Carlos Rodarte Veloso

“O Templário”, 11 de Janeiro de 2018

As tradições orais abrangendo a história real ou imaginária das comunidades humanas ao longo dos séculos, contribuíram para a sua coesão e justificação num mundo repleto de dificuldades e perigos de toda a ordem, muitos deles advindos de comunidades rivais. No entanto, a transmissão oral de geração em geração caracteriza-se pela progressiva alteração da mensagem original, perdendo-se informação ou acrescentando-se-lhe novos dados que acabam por confundir história e lenda. Como diz o povo, “conta-se um conto, acrescenta-se um ponto”.
As figuras reais dos fundadores depressa se convertem em deuses ou heróis dotados de transcendentes poderes, eles próprios míticos criadores dessas comunidades. Só a fixação desse acervo de informação através da escrita, isto é, da Literatura, permitiu fixar essa torrente desenfreada de informação, tantas vezes incoerente e contraditória.
Antes da invenção da Escrita, ainda em plena pré-história, era a representação gráfica desses mitos de fundação, por exemplo através da Arte rupestre, que consolidavam a informação, mesmo falseada, acerca dos diversos povos.
Com a invenção da Escrita torna-se possível guardar na memória – pois de memória estamos a falar – desde os factos corriqueiros do dia a dia relacionados com a economia, a sucessão das dinastias de sacerdotes e reis, verdadeiros ou míticos, as batalhas, os desastres naturais e os pensamentos mais íntimos dos seus autores.
Inscrita na pedra, em placas de argila, em papiro ou noutro qualquer suporte, assim nasce a Literatura nas suas múltiplas vertentes, da histórica à lendária, em verso ou em prosa, sendo o ritmo poético um vestígio da sua origem oral, quando os aedos dele se serviam para memorizar um texto geralmente demasiado longo para reter.
A mais antiga Literatura é baseada no Mito, nos factos imaginários associados à criação do Universo, às origens dos deuses e da humanidade, às suas estratégias de sobrevivência e às suas relações mútuas confundindo, num todo caótico, História e Religião. A esse caos fabuloso chamou-se Mitologia, a primeira das narrativas literárias.
Assim como a primeira arte da humanidade, a arte pré-histórica, nasce da observação directa da natureza e da narrativa oral, a narrativa escrita vai inspirar uma arte crescentemente complexa e ambiciosa, que vai ter o seu apogeu com o Romantismo, já no século XIX, sem esquecer a importância das artes desde a Antiguidade ao chamado Antigo Regime que precede a Revolução Francesa.
Sendo manifestamente impossível desbravar num só artigo um tão vasto terreno, limitar-me-ei a referir alguns artistas oitocentistas e  novecentistas cuja obra ilustrou alguns dos mais populares temas da Literatura universal.
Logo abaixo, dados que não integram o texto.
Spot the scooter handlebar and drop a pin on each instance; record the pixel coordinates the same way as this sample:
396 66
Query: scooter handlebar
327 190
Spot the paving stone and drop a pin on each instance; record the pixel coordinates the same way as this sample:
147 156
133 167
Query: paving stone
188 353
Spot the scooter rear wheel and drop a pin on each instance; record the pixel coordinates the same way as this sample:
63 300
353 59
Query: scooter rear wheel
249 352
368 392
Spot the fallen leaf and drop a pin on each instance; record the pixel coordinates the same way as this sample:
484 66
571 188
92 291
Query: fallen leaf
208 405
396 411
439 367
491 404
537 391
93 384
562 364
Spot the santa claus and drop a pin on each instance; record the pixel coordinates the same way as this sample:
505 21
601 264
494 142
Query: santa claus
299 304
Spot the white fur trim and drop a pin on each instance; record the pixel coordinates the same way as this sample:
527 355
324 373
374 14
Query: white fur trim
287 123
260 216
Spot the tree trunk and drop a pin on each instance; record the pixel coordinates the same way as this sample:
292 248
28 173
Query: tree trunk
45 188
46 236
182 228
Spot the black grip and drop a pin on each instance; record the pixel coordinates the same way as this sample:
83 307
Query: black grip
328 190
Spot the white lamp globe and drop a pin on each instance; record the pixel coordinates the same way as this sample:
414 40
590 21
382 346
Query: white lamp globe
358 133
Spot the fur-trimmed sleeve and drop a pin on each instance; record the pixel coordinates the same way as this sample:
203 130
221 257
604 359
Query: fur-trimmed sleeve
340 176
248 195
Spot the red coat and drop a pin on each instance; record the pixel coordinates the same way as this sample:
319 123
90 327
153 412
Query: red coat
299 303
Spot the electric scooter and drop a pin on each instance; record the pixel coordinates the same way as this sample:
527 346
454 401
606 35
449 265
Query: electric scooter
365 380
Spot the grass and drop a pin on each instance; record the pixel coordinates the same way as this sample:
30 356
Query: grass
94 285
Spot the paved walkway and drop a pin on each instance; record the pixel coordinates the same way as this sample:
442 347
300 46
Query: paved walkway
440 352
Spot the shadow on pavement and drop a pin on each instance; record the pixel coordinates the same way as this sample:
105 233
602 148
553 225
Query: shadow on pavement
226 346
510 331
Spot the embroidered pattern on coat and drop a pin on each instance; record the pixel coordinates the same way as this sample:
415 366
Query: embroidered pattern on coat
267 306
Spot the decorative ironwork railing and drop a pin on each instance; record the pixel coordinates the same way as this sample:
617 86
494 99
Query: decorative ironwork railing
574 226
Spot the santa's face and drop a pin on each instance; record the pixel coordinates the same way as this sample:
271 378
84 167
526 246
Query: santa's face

Assim seleccionei cenas de algumas das obras imortais de Homero, Dante Alighieri, Camões, Shakespeare e Cervantes, pintadas por artistas que revelaram especial vocação para essa temática.
O mais antigo e enigmático é Homero, designação do autor – ou autores – dos  poemas épicos fundadores da Literatura europeia, “A Ilíada” e “A Odisseia”, escritos ou passados a escrito entre os séculos IX e VIII a.C., cuja temática gira em torno da Guerra entre Gregos e Troianos, dos seus heróis e deuses, e das aventuras fabulosas do lendário rei de Ítaca, Ulisses, o herói “fértil em recursos”, cuja périplo de dez anos entre o Mar Egeu e o Mar Jónio constitui talvez a primeira narrativa de aventuras da história literária ocidental. Muitos artistas, desde os anónimos pintores de vasos da Grécia Clássica, aos artistas pré-rafaelitas da Inglaterra vitoriana, se ocuparam desta história imortal, recuperando-a também para o Cinema, a 7ª Arte, onde conheceu êxitos extraordinários. Como exemplo da arte pré-rafaelita, apresento a pintura de Waterhouse representando o episódio de “A Odisseia”, Ulisses e as Sereias (fig.1) pintada em 1891.
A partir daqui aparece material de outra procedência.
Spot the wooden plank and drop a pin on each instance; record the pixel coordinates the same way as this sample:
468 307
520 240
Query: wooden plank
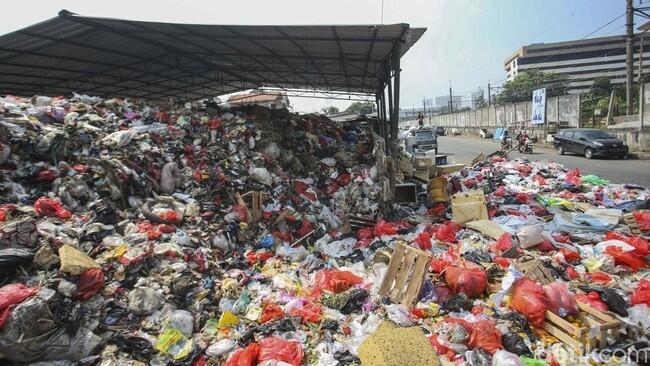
415 284
393 267
559 334
565 325
403 275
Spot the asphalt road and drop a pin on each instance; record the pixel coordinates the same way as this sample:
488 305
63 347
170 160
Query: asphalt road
463 149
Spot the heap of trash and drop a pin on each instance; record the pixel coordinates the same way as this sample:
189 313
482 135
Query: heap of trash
197 234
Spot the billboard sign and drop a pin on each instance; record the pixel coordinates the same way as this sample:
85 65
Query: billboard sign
539 106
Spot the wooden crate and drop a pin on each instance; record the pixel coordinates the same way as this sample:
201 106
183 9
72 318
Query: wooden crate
405 275
592 335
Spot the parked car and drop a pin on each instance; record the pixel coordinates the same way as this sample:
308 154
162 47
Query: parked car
589 142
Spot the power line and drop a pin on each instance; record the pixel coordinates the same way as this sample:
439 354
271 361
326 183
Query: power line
605 25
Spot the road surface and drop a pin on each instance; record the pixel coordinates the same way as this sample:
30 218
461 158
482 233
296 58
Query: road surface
463 149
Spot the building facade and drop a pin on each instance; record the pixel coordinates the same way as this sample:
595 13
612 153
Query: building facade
582 60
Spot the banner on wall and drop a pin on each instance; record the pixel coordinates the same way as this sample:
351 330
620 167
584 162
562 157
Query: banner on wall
539 106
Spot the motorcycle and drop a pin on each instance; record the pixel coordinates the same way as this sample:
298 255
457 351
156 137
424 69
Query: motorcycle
526 147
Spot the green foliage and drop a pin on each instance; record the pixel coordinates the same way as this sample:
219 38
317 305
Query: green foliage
330 110
521 88
361 107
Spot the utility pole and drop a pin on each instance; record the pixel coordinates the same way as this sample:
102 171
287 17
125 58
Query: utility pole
629 24
489 96
451 99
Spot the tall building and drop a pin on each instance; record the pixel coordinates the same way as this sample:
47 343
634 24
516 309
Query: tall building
478 95
582 60
443 101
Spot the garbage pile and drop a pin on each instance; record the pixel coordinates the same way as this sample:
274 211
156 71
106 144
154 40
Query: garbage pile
196 234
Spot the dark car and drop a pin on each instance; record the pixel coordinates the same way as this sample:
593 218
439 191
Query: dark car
589 142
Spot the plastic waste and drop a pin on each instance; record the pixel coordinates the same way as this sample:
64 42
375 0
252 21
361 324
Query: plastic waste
529 299
470 281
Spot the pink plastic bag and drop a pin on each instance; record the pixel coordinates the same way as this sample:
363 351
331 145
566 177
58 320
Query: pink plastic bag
12 295
279 349
561 301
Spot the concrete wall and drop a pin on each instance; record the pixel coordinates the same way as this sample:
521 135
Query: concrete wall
637 140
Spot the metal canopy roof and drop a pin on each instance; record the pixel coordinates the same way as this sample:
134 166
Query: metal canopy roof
114 57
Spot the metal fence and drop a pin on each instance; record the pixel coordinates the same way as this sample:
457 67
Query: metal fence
562 111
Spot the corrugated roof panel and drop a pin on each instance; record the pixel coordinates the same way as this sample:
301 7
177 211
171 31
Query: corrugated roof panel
158 60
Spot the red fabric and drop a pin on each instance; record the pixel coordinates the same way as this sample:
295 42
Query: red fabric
45 206
12 295
561 301
279 349
90 282
629 259
244 357
470 281
385 228
270 312
423 240
529 299
643 219
485 336
334 280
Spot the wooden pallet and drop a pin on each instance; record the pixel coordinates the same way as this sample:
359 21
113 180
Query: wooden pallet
405 275
592 335
630 221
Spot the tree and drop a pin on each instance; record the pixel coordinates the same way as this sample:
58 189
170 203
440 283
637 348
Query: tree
361 107
601 88
329 110
521 88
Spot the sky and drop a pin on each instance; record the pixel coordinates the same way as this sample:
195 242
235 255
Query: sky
465 43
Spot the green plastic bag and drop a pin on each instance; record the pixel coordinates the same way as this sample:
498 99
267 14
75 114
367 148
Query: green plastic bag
594 180
532 362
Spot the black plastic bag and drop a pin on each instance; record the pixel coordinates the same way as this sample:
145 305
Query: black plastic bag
11 259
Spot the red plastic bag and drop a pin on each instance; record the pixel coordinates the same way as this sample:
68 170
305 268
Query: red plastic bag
385 228
45 206
573 177
593 299
365 233
561 301
641 246
244 357
447 231
485 336
423 240
642 293
270 312
629 259
90 282
504 243
309 312
334 280
470 281
12 295
529 299
440 348
643 219
279 349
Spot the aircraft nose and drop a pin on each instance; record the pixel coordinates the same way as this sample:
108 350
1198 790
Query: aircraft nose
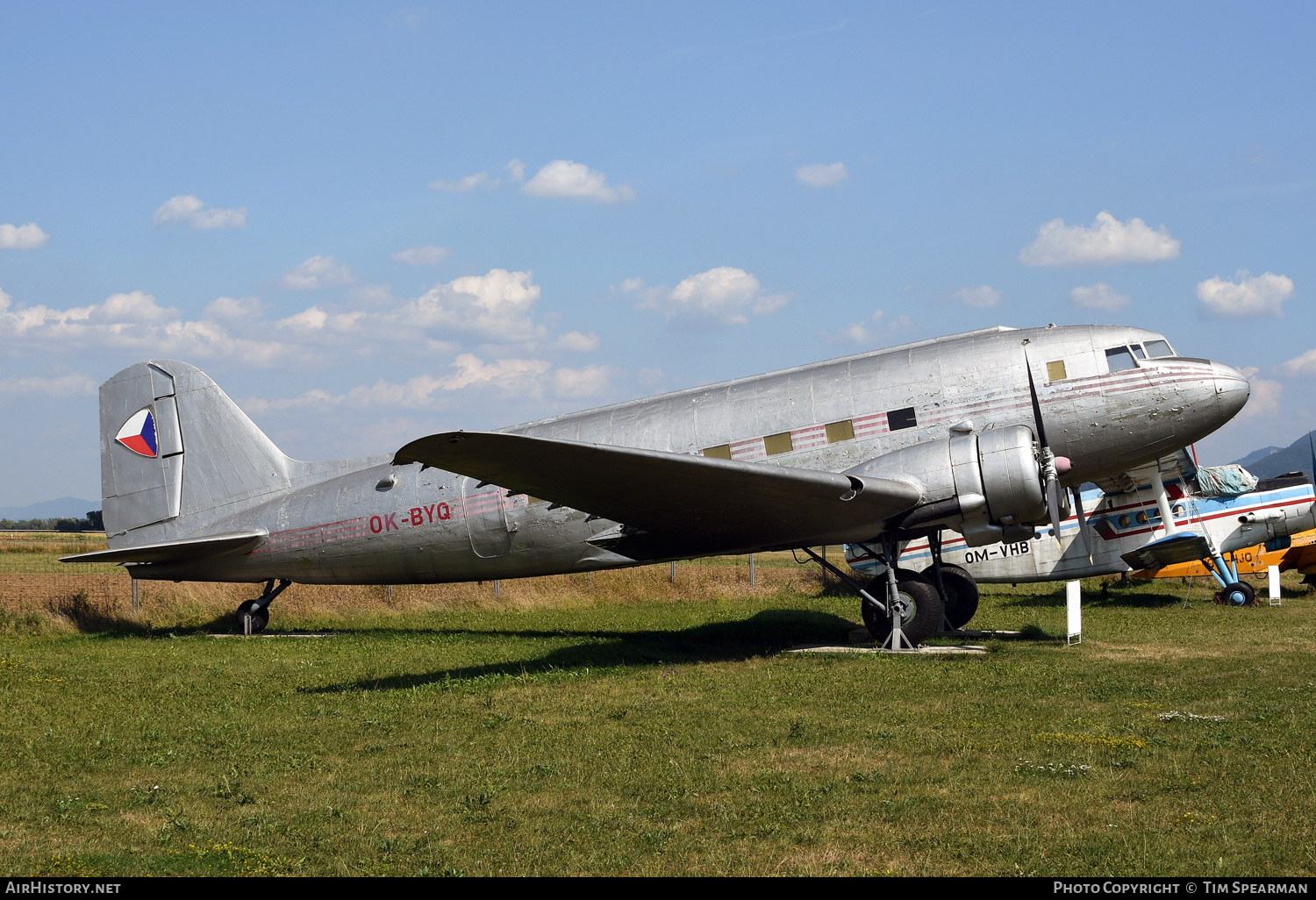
1232 389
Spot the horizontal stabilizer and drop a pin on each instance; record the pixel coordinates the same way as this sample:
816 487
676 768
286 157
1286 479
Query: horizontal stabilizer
1170 550
184 550
681 503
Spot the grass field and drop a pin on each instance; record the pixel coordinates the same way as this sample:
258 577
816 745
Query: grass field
639 726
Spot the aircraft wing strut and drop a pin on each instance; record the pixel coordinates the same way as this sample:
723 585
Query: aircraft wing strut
673 503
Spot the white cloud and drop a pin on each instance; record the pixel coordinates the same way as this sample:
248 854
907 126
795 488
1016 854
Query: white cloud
587 382
1248 297
1265 395
563 178
1108 242
1100 296
190 210
423 255
21 237
576 341
719 296
983 297
505 374
234 308
869 332
126 321
820 175
316 273
499 305
463 184
66 386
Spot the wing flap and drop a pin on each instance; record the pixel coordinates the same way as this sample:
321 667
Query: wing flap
1184 546
168 552
682 503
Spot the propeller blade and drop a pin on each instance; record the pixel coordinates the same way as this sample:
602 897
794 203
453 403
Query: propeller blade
1049 474
1084 531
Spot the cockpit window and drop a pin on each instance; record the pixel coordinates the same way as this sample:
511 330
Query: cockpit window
1119 360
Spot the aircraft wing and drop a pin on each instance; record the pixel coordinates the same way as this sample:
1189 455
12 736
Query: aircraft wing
1184 546
184 550
673 503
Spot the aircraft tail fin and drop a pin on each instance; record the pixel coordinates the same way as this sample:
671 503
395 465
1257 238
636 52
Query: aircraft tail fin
176 452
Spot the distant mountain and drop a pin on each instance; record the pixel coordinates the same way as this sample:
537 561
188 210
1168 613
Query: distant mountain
1269 462
61 508
1255 455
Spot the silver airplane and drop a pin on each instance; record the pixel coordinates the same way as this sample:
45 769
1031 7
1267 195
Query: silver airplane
976 432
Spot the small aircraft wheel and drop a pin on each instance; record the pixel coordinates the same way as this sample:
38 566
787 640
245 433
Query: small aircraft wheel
1239 594
962 589
921 608
260 618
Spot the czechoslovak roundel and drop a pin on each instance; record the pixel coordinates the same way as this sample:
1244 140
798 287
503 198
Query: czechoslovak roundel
139 433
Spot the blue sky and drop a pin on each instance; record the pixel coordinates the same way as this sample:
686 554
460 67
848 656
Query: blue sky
603 202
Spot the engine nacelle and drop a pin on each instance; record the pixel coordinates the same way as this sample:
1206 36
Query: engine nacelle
984 484
1263 525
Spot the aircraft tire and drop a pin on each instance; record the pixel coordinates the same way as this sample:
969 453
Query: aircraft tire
1239 594
260 618
924 608
962 589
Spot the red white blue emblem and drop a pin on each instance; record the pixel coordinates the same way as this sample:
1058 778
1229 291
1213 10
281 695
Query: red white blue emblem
139 433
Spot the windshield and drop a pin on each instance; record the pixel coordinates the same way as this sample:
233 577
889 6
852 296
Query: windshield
1119 360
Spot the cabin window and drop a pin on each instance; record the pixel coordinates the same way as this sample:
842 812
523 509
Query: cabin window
1119 360
837 432
898 418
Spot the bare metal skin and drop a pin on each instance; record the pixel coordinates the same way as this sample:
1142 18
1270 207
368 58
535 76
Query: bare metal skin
220 502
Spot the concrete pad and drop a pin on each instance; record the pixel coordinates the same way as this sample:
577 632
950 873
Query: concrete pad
282 634
862 636
924 650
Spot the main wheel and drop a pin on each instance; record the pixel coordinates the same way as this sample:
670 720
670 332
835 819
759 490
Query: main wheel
260 618
962 595
1239 594
921 608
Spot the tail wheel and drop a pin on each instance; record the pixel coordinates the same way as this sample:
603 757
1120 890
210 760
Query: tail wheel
1239 594
921 608
961 595
260 618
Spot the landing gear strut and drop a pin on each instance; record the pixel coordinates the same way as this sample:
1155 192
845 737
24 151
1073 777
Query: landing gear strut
254 615
957 587
910 610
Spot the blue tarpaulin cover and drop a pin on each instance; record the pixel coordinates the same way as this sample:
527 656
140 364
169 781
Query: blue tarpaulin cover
1226 481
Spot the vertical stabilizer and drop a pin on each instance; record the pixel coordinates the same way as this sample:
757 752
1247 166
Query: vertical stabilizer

Segue-se o poeta e político florentino Dante Alighieri (séc. XIII-XIV),  considerado o primeiro e maior poeta da língua italiana e intitulado o sumo poeta", sendo ele próprio o criador do Italiano moderno. As suas aventuras visitando os três reinos dos mortos, o Inferno, o Purgatório e o Paraíso, nos dois primeiros acompanhado pelo poeta romano Virgílio, no terceiro pela sua própria e defunta noiva, Beatriz, são relatadas na “Divina Comédia”. Tema romântico por excelência, encontramo-lo no dramático quadro do pintor francês Delacroix, A Barca de Dante, pintado em 1822 (fig.2). A bordo da barca de Caronte, o barqueiro do Inferno, Dante e Virgílio são assediados pelas almas insepultas que procuram subir para bordo.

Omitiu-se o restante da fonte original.